The culprits should be forced to stammer transparent irrelevancies and more obvious lies, and plot to rush undetected from home to office and back again, to avoid being cornered by the citizenry’s cattle prods and pitchforks. They should be compelled to feel, for once, powerless, redundant and extraneous. They should be forced to feel mean, small and despised beyond redemption and reclamation.

The third facet concerns the motivation behind all the coercive legislation passed, most recently under the reigns of Bush I, Clinton I, Bush II, and now Bush III (a.k.a. Obama). Tea Partiers should make the key connection between “reform” of the health care system (or of “reform” of anything that attracts a Congressman’s attention, for he has nothing else to do in Washington or a state capital or a municipal headquarters but to think up “crises” needing “reform”), and the compulsory nature of such “reform.” Why would politicians bother with “reform” if force were not the key ingredient in the “reform”? There would be no point in their debating “reform” if they did not assume they would have the power to coerce everyone into participating in it. They are not working to extend liberty, but to put fetters on it or to extinguish it altogether. Be warned: Any “compromise” between the Blue Dog Democrats, the Republicans, and the Democrats must by necessity retain the element of coercion, no matter how watered down or conciliatory or “humane” they word the compromise.
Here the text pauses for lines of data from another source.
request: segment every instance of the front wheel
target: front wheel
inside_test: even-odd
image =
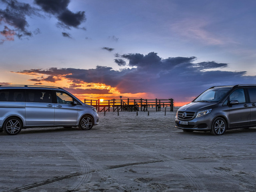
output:
[[[214,119],[212,125],[211,133],[214,135],[222,135],[227,130],[227,123],[224,119],[218,117]]]
[[[22,124],[16,117],[10,117],[6,119],[3,125],[3,129],[6,134],[10,135],[16,135],[21,130]]]
[[[88,115],[82,117],[79,122],[78,127],[82,130],[90,130],[93,126],[93,119]]]

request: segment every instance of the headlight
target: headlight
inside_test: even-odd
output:
[[[91,109],[92,109],[92,110],[94,111],[95,112],[97,112],[97,110],[96,108],[95,108],[94,107],[93,108],[91,108]]]
[[[208,114],[208,113],[210,113],[211,111],[212,111],[212,109],[199,111],[197,112],[197,115],[196,115],[196,118],[197,118],[198,117],[202,117],[202,116],[203,116],[207,114]]]

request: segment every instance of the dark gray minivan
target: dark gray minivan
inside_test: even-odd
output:
[[[256,127],[256,84],[211,87],[180,108],[175,123],[184,132],[210,131],[214,135]]]

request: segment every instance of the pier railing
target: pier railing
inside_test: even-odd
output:
[[[169,107],[170,111],[173,111],[173,99],[115,99],[108,100],[84,99],[84,103],[94,107],[98,112],[110,111],[148,111],[148,107],[155,108],[156,111],[161,111],[161,107]]]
Further, the element of coercion or legalized extortion in such legislation should be the main tip-off. Tea Partiers should ask: If the proposed legislation is so efficacious and practical, why, for all the puffery about it being voluntary, would it rely on force? Why would its advocates insist that participation be made mandatory? A secondary tip-off is the fact that those proposing or voting for such legislation notably ensure that they are exempt from all its provisions. Organizers should ask themselves: If this idea is so good, why do Congressmen keep their distance from it? Why do they not want to take part in what they wish to force everyone else to participate in? Is there something so seriously wrong with it that they no more would want to buy it than they would a used car from Richard Nixon?
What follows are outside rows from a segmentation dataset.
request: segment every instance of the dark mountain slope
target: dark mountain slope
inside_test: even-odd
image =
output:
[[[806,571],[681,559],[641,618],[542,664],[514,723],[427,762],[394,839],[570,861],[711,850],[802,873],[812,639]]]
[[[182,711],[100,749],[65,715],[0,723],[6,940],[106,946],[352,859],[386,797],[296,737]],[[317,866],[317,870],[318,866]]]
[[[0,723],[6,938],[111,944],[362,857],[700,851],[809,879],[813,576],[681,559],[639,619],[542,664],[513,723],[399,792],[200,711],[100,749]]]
Yes. There is something wrong with it. The element of force guarantees its impracticality and its character as a moral and economic fraud — just as robbing a bank or a 7-11 is immoral and an impractical way to “make a living.” Waxman, Pelosi, Dodd, Obama, Frank and the rest of the “progressive” crew, all know this. They are not idiots. The only village idiots party to the fraud are those members of the news media who shill for the plan with looks of urgency — an urgency that does not dwell on the insidiously evil aspects of the plan, chief among which are its compulsory provisions.